We could have layered multiplexing/auth on top, but at that point we’d be reinventing what MCP already provides.

A WebSocket alongside the MCP HTTP endpoint, with our own framing for bus messages.

Worked on paper: persistent connection, server-initiated pushes, standard browser support.

Didn’t work:

  • A second wire format to spec, document, and version.
  • A second authentication path (the JWT validation lives in FastAPI middleware for HTTP requests; we’d need to re-implement it for WebSocket upgrades).
  • Forwarding handler complexity doubles — we’d need a registry of WebSocket connections alongside MCP sessions.
  • Library users wanting to write a client need to learn MCP and our WebSocket framing.

The killer was the “second auth path.” We’d already done the work to make /mcp JWT-gated. Doubling it for WebSockets meant two places to keep in sync.

MCP has a sampling/createMessage request the server can send to clients. We considered using it as a generic “server pushes work to client” mechanism.

Worked on paper: the request/response semantics fit “dispatch a job and get a result.”

Didn’t work:

  • sampling/createMessage is specifically a request for the client to run an LLM completion. Repurposing it for arbitrary work is a protocol abuse — clients implementing the spec correctly will reject anything that isn’t an LLM-shaped request.
  • Only one outstanding sampling request per session — no concurrent jobs.
  • No native fan-out (one server → many clients).
  • The server-to-client direction in MCP is bidirectional only because of sampling; once you’re not using it for sampling, you’re outside the spec.

Every MCP client can subscribe to log notifications via logging/setLevel. The server emits notifications/message records the client receives. The spec says these are for logs, but the structure (a level, a logger, a free-form data field) is general enough to carry anything.

The transport works:

  • One notification per addressed client. The server’s BusForwardingHandler looks up the per-target session and pushes there.
  • Eight built-in priority levels (RFC 5424). We map them 1:1 to job priorities.
  • A dedicated logger name (_message_bus) lets clients filter bus traffic from any other log noise on the same channel.
  • Authentication happens once, at the HTTP transport layer.
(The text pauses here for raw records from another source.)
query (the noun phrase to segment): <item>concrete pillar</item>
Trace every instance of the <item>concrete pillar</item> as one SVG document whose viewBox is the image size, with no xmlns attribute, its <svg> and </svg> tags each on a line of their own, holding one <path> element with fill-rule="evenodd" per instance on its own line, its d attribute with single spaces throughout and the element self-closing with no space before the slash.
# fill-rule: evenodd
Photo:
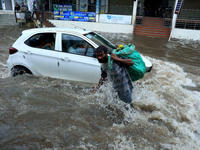
<svg viewBox="0 0 200 150">
<path fill-rule="evenodd" d="M 99 22 L 100 0 L 96 0 L 96 22 Z"/>
<path fill-rule="evenodd" d="M 175 10 L 176 10 L 177 3 L 178 3 L 178 0 L 176 0 L 175 5 L 174 5 L 173 18 L 172 18 L 172 28 L 171 28 L 171 33 L 170 33 L 168 41 L 170 41 L 171 36 L 173 34 L 173 30 L 174 30 L 175 25 L 176 25 L 177 14 L 175 14 Z"/>
</svg>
The JWT middleware sets a ContextVar; every bus tool reads it.

Tradeoffs we accepted:

  • Subscribers receive every notification at or above their set level. A client at the default warning level misses info/notice/debug traffic. The addon explicitly calls set_logging_level("debug") to subscribe to everything; LLM clients have to do the same. This is the single most common silent-failure mode for new clients.
  • The “logs” framing is misleading at first. A new developer looking at the protocol sees “this is a log channel” and isn’t sure what to do with the data field. We document the convention (logger == "_message_bus", data is the routing record) but it’s not enforced by the spec.
  • No per-message ACK from the receiver. Notifications are fire-and-forget. We do our own ACK via the blender_job_update reply path — but the reply is itself a separate routed message, not a transport-level response.
  • No backpressure. If a client subscribes and then stops draining, the underlying MCP transport queues notifications. We rely on clients doing the right thing.
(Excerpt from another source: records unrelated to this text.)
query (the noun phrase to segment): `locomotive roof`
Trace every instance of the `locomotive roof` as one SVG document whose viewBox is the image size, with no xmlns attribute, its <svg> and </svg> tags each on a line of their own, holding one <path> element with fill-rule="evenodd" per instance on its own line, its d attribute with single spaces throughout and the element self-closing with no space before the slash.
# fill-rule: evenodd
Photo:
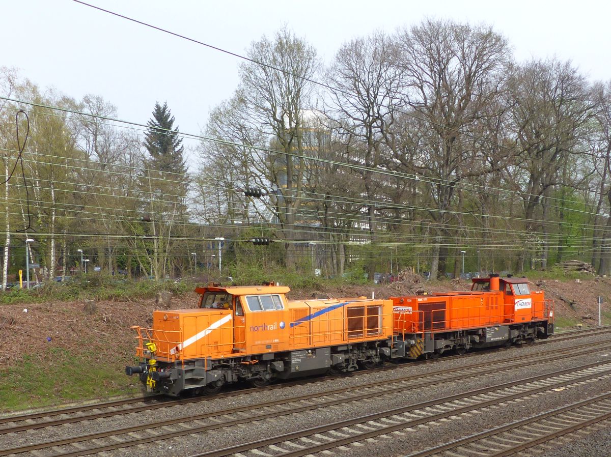
<svg viewBox="0 0 611 457">
<path fill-rule="evenodd" d="M 501 280 L 501 281 L 504 281 L 505 282 L 509 282 L 509 283 L 511 283 L 511 284 L 524 283 L 525 282 L 529 282 L 529 279 L 527 277 L 526 277 L 525 276 L 524 277 L 521 277 L 521 278 L 514 278 L 514 277 L 501 278 L 501 277 L 500 277 L 500 278 L 499 278 L 499 280 Z M 490 278 L 489 277 L 472 278 L 471 280 L 472 280 L 474 282 L 485 282 L 486 281 L 489 281 L 490 280 Z"/>
<path fill-rule="evenodd" d="M 288 293 L 291 289 L 287 286 L 249 285 L 227 286 L 227 287 L 207 286 L 196 288 L 195 291 L 203 294 L 206 291 L 227 292 L 232 295 L 257 295 L 268 293 Z"/>
</svg>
The framing-as-logs concern is real but small. The “every recipient gets every notification” concern is solved by the per-target log records — each one is stamped with its target_uuid, and clients drop anything that isn’t for them. (The server fans out one record per target, not one record broadcast to all.)
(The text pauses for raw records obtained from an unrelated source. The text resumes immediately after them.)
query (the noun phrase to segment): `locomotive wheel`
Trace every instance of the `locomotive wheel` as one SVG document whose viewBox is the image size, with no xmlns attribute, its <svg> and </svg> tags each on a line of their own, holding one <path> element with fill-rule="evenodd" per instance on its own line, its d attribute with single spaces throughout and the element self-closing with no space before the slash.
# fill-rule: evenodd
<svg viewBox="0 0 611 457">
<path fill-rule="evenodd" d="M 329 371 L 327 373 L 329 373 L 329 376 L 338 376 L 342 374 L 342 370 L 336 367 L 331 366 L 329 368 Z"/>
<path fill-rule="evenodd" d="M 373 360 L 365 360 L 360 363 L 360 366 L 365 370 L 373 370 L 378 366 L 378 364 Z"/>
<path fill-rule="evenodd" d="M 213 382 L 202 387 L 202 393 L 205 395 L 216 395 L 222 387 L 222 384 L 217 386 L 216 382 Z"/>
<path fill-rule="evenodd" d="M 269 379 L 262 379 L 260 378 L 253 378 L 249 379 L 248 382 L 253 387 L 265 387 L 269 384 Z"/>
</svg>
The authentication story is what closed the deal. JWT on the HTTP transport, ContextVar after middleware, every tool reads it the same way. No second auth path. No protocol invention.

And the practical proof: a vanilla fastmcp.Client with a message_handler that filters logger == "_message_bus" is a working bus subscriber in about 30 lines of code. That’s the “no extra moving parts” property paying off.